If you are happy with triple play at a reduced price then give yourself a bravo for your effort/success.

I believe that if you purchase smart phones without a data plan (not Comcast's business), wi-fi will work in your own home and in Comcast hotspots to make and receive calls and access the internet using the Comcast app on the phones.

You will need wi-fi capability at home. You will pay more for the phones without any data plans. Try for advice at Best Buy or similar where they carry all brands and all providers.


----------



## Fix'n it (Mar 12, 2012)

yeah, i guess i am happy enough, for now anyway.

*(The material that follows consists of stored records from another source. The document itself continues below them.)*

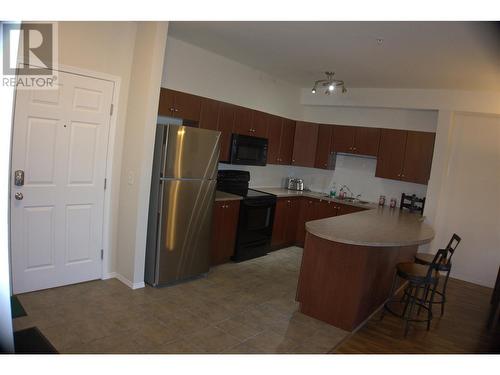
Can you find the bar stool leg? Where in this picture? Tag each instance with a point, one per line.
(391, 295)
(425, 294)
(411, 302)
(431, 301)
(443, 297)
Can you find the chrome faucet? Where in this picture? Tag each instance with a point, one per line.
(342, 187)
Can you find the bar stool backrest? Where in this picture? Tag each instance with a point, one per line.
(437, 263)
(412, 203)
(452, 245)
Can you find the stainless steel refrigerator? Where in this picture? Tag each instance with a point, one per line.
(183, 186)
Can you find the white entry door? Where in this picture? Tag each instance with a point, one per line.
(60, 143)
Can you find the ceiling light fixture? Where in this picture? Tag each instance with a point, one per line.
(330, 83)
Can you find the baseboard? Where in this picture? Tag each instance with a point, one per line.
(123, 279)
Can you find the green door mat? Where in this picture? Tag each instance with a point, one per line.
(16, 307)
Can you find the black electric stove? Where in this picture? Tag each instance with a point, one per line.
(255, 222)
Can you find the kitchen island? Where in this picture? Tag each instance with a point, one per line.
(349, 262)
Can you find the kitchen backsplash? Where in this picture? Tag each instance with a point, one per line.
(356, 172)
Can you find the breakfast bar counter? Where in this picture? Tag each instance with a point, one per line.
(349, 262)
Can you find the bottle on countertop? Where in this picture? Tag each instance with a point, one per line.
(381, 200)
(333, 191)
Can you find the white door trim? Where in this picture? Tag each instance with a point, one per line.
(107, 240)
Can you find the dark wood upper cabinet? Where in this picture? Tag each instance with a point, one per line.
(274, 128)
(391, 154)
(418, 157)
(324, 147)
(209, 114)
(405, 155)
(343, 138)
(227, 114)
(304, 145)
(366, 141)
(179, 104)
(401, 155)
(187, 106)
(243, 121)
(287, 140)
(356, 140)
(225, 221)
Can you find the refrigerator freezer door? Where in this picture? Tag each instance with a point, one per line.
(183, 249)
(190, 152)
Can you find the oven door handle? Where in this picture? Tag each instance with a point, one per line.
(258, 204)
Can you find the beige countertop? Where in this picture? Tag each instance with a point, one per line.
(283, 193)
(223, 196)
(378, 227)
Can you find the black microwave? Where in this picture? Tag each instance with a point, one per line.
(246, 150)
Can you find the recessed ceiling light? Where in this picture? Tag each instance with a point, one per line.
(330, 83)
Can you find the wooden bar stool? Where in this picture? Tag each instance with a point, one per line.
(444, 267)
(421, 279)
(412, 203)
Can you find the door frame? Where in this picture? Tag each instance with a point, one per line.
(107, 239)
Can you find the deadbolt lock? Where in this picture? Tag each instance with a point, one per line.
(19, 177)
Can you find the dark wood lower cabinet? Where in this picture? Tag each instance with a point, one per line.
(285, 222)
(289, 229)
(307, 212)
(305, 209)
(224, 225)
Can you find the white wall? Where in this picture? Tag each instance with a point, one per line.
(6, 116)
(137, 160)
(392, 118)
(454, 100)
(191, 69)
(356, 172)
(197, 71)
(469, 197)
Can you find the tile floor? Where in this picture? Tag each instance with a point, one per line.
(244, 307)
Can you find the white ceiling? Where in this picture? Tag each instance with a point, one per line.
(428, 55)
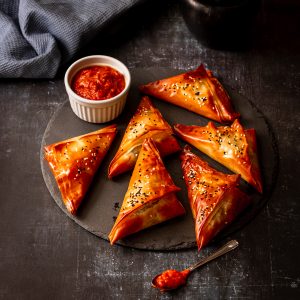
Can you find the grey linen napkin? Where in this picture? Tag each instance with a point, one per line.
(36, 37)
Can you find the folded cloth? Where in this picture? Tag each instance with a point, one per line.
(37, 36)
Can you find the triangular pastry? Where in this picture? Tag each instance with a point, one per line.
(150, 198)
(232, 146)
(75, 161)
(147, 122)
(214, 198)
(197, 91)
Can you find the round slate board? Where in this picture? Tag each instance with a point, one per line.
(104, 198)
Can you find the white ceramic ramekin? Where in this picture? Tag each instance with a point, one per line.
(97, 111)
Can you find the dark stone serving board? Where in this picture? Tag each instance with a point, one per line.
(101, 204)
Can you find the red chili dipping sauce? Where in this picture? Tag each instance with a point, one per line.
(171, 279)
(98, 83)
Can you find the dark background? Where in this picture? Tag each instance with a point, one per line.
(45, 255)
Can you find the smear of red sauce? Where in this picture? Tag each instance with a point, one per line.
(98, 83)
(171, 279)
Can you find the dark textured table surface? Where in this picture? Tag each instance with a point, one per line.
(45, 255)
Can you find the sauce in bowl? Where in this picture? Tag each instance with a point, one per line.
(98, 83)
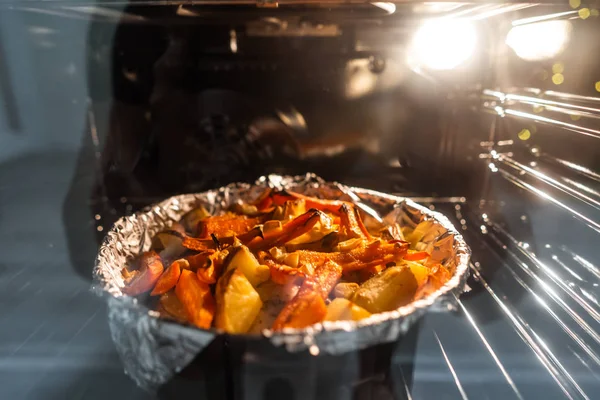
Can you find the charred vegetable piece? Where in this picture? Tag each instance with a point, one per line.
(210, 271)
(226, 225)
(196, 299)
(317, 286)
(289, 231)
(412, 255)
(151, 268)
(345, 289)
(172, 306)
(280, 273)
(349, 224)
(333, 206)
(241, 258)
(169, 278)
(306, 310)
(325, 244)
(365, 256)
(341, 309)
(238, 303)
(199, 260)
(393, 288)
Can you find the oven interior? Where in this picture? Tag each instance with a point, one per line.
(486, 112)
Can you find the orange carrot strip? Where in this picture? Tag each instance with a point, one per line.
(349, 223)
(333, 206)
(196, 299)
(306, 307)
(415, 255)
(226, 225)
(151, 268)
(282, 274)
(209, 273)
(291, 230)
(365, 256)
(169, 278)
(304, 312)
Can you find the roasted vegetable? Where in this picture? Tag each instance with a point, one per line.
(238, 303)
(196, 299)
(275, 264)
(226, 225)
(151, 268)
(345, 289)
(289, 231)
(342, 309)
(240, 257)
(310, 299)
(364, 256)
(393, 288)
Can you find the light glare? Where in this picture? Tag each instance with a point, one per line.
(539, 41)
(443, 44)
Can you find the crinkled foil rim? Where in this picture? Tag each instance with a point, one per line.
(154, 349)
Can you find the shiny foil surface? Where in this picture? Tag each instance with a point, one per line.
(153, 349)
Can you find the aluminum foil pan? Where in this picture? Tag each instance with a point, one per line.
(153, 350)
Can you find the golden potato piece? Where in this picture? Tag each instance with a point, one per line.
(420, 271)
(238, 303)
(345, 290)
(393, 288)
(343, 310)
(243, 259)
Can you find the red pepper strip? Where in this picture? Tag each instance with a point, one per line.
(291, 230)
(307, 307)
(333, 206)
(361, 225)
(349, 223)
(282, 274)
(416, 256)
(371, 255)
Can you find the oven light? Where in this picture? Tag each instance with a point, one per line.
(539, 41)
(442, 44)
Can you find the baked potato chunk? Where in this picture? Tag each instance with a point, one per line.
(238, 303)
(196, 299)
(393, 288)
(242, 258)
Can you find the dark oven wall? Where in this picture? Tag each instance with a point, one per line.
(196, 104)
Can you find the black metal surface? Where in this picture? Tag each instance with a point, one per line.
(156, 95)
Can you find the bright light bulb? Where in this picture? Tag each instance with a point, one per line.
(539, 41)
(442, 44)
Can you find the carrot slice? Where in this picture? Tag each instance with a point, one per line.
(151, 268)
(296, 227)
(282, 274)
(365, 256)
(196, 299)
(304, 312)
(348, 221)
(306, 308)
(415, 255)
(169, 278)
(225, 225)
(211, 270)
(333, 206)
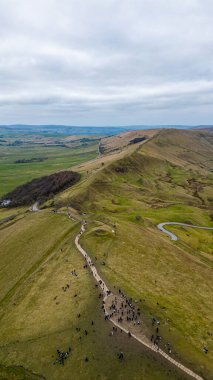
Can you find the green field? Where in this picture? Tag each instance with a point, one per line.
(38, 317)
(123, 201)
(58, 158)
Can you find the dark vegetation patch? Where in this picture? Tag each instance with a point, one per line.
(18, 373)
(136, 140)
(41, 189)
(34, 159)
(121, 169)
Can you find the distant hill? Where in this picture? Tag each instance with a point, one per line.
(87, 130)
(40, 189)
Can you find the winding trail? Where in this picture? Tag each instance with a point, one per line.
(160, 226)
(136, 331)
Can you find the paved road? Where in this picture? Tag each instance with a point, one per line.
(138, 337)
(173, 236)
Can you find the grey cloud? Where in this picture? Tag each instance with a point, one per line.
(62, 60)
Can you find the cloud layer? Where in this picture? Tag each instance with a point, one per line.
(106, 62)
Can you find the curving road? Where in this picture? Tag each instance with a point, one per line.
(160, 226)
(108, 296)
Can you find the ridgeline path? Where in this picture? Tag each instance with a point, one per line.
(160, 226)
(128, 327)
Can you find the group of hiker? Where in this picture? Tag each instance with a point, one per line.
(62, 356)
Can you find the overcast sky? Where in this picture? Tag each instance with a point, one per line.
(106, 62)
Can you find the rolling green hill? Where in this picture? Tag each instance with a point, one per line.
(123, 197)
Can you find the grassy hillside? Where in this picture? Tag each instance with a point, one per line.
(37, 317)
(137, 192)
(124, 196)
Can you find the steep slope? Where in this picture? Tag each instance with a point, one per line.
(168, 179)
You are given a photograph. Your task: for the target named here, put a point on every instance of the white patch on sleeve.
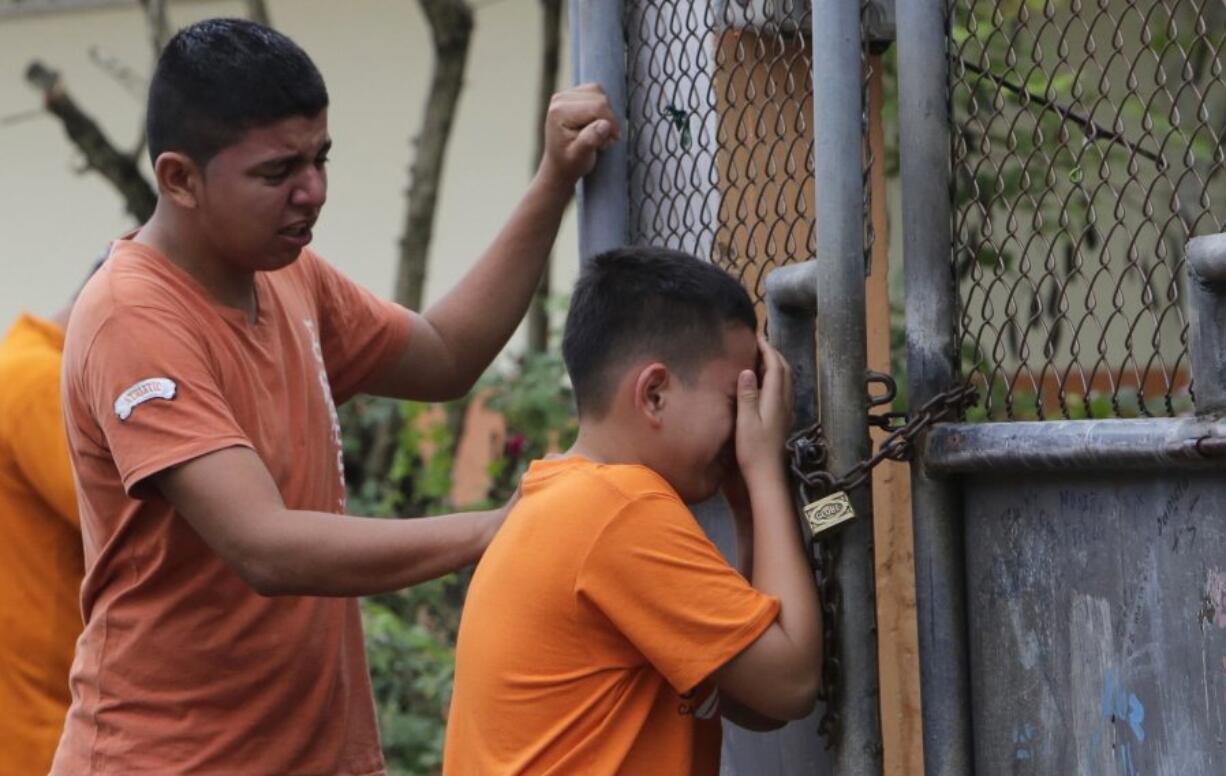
(141, 392)
(710, 706)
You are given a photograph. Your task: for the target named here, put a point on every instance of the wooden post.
(898, 641)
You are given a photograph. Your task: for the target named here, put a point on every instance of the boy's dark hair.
(220, 77)
(633, 302)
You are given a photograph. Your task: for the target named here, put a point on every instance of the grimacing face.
(695, 450)
(260, 196)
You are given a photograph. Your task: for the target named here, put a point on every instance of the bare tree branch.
(551, 27)
(451, 30)
(157, 23)
(99, 153)
(258, 11)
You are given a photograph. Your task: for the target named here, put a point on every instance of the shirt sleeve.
(358, 331)
(36, 427)
(667, 589)
(152, 389)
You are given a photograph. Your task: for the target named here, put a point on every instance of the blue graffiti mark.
(1119, 704)
(1023, 736)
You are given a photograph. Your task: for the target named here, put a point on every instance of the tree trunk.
(99, 153)
(451, 30)
(538, 315)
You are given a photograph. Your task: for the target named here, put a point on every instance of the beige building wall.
(375, 57)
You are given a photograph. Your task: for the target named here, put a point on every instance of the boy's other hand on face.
(580, 121)
(764, 416)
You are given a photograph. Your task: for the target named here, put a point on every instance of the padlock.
(828, 513)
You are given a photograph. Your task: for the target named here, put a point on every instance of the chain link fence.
(720, 102)
(1086, 150)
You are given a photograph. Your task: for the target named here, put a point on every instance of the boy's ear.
(178, 178)
(650, 391)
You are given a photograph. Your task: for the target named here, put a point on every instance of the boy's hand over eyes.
(764, 416)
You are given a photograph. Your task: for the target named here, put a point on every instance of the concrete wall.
(375, 57)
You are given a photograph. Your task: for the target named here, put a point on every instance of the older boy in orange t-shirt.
(603, 633)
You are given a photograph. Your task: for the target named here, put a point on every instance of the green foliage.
(411, 634)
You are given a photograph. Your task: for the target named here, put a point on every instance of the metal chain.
(808, 455)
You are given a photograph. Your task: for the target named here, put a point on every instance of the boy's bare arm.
(779, 674)
(232, 502)
(460, 335)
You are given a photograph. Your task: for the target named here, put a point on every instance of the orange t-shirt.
(39, 548)
(590, 629)
(182, 667)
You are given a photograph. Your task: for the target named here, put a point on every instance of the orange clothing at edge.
(41, 560)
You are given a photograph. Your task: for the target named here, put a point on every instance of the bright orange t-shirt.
(591, 627)
(182, 667)
(41, 560)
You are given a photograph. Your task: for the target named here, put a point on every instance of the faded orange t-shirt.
(39, 548)
(592, 624)
(182, 667)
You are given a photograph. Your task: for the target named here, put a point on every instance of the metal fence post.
(842, 405)
(1206, 325)
(598, 50)
(932, 367)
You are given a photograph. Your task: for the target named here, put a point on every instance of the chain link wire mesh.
(1086, 150)
(720, 102)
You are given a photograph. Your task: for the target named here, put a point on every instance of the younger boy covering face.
(603, 633)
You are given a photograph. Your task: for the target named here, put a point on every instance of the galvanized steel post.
(1206, 324)
(932, 367)
(842, 400)
(598, 50)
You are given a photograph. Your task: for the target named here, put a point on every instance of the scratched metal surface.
(1097, 623)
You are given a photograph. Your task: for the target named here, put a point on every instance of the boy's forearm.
(327, 554)
(780, 564)
(503, 281)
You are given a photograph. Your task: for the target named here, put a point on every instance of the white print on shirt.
(331, 406)
(141, 392)
(709, 707)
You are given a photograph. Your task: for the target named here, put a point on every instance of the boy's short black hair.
(220, 77)
(633, 302)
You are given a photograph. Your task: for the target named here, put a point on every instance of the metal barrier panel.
(1095, 625)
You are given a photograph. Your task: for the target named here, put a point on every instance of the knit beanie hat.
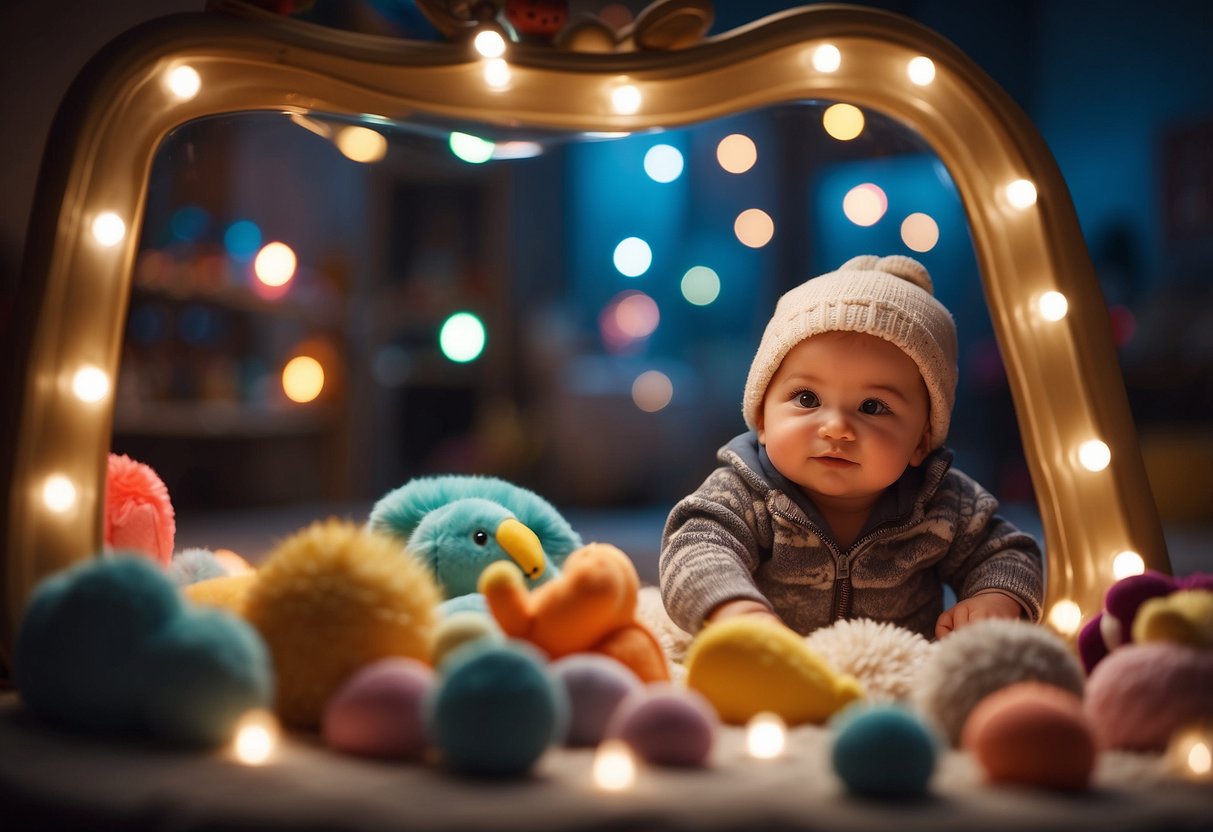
(890, 297)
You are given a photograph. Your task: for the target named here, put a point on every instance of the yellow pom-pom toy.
(331, 599)
(749, 665)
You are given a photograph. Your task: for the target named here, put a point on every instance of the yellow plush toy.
(590, 608)
(746, 665)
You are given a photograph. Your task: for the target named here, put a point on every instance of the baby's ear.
(922, 449)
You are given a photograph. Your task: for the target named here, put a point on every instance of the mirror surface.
(573, 313)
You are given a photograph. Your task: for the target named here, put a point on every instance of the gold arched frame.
(74, 292)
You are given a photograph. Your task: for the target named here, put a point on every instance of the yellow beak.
(523, 546)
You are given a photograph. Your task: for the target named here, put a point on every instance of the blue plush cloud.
(108, 647)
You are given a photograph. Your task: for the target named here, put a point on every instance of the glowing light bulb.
(920, 232)
(183, 81)
(653, 391)
(843, 121)
(865, 204)
(1065, 617)
(664, 163)
(614, 768)
(1021, 194)
(700, 285)
(496, 73)
(632, 257)
(108, 229)
(274, 265)
(755, 228)
(360, 143)
(736, 153)
(302, 379)
(1127, 563)
(826, 58)
(766, 735)
(489, 44)
(58, 494)
(470, 148)
(1094, 455)
(256, 738)
(921, 70)
(90, 383)
(626, 100)
(1053, 306)
(462, 337)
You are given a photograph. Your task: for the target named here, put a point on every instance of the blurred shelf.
(221, 420)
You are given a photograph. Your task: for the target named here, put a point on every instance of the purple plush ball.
(377, 711)
(596, 684)
(666, 725)
(1142, 694)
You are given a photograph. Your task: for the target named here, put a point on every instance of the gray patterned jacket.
(749, 533)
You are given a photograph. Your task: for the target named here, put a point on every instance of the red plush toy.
(138, 513)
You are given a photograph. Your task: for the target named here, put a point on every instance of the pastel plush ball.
(459, 628)
(1140, 694)
(377, 712)
(596, 684)
(495, 710)
(108, 647)
(883, 752)
(971, 664)
(666, 725)
(1032, 734)
(331, 599)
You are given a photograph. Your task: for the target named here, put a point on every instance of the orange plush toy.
(590, 608)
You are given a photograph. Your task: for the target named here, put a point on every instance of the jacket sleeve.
(987, 552)
(710, 548)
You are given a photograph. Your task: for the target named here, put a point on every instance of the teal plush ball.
(78, 648)
(200, 674)
(495, 710)
(883, 752)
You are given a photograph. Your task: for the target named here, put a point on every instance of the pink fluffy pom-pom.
(1142, 694)
(138, 513)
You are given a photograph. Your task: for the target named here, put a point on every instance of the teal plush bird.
(460, 524)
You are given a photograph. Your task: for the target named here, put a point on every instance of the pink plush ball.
(1142, 694)
(596, 684)
(377, 711)
(1034, 734)
(666, 725)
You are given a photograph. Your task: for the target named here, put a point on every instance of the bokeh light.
(920, 232)
(653, 391)
(753, 227)
(664, 163)
(843, 121)
(470, 148)
(700, 285)
(865, 204)
(241, 239)
(462, 337)
(736, 153)
(274, 265)
(360, 143)
(302, 379)
(632, 257)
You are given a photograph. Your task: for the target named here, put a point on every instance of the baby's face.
(844, 415)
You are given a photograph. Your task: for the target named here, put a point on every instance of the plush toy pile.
(349, 632)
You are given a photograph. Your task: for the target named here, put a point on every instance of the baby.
(841, 500)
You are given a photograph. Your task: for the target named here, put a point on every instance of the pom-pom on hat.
(890, 297)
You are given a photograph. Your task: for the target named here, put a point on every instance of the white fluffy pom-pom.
(884, 657)
(985, 656)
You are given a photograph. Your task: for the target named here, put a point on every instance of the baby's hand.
(730, 609)
(978, 608)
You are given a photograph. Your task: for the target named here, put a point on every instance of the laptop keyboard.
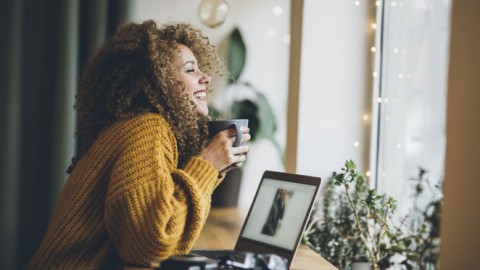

i was thinking. i know i could make calls and internet on wifi. i am unsure how well, if at all i could receive calls. and i doubt i could drive and use it at all. idk


----------



## getrex (Sep 14, 2016)

There isn't much point in using them for calls without a plan, but you can get an app like WhatsApp for that. Your real problem is that any phone decent enough to take advantage of your mobile streaming would be at least... $500 each? Not sure since I haven't looked into it recently.


----------



## Fix'n it (Mar 12, 2012)

well, everyone has different needs. so "what i need", idk, but i don't think its much as i am getting by just fine without it. and i am learning this stuff, there is A LOT to learn. so i am going to go easy on it. i think right now the thing to do is get a modem.


----------



## getrex (Sep 14, 2016)

Have fun!


----------



## Dave Sal (Dec 20, 2012)

I was renting a cable modem from Comcast for years and years. Probably gave them at least $1k over that time period. Last June I bought one of these and stopped paying the monthly rental fee. Works perfectly.

https://www.amazon.com/Motorola-Cable-Modem-MB7220-DOCSIS/dp/B019ZY1ZWS


----------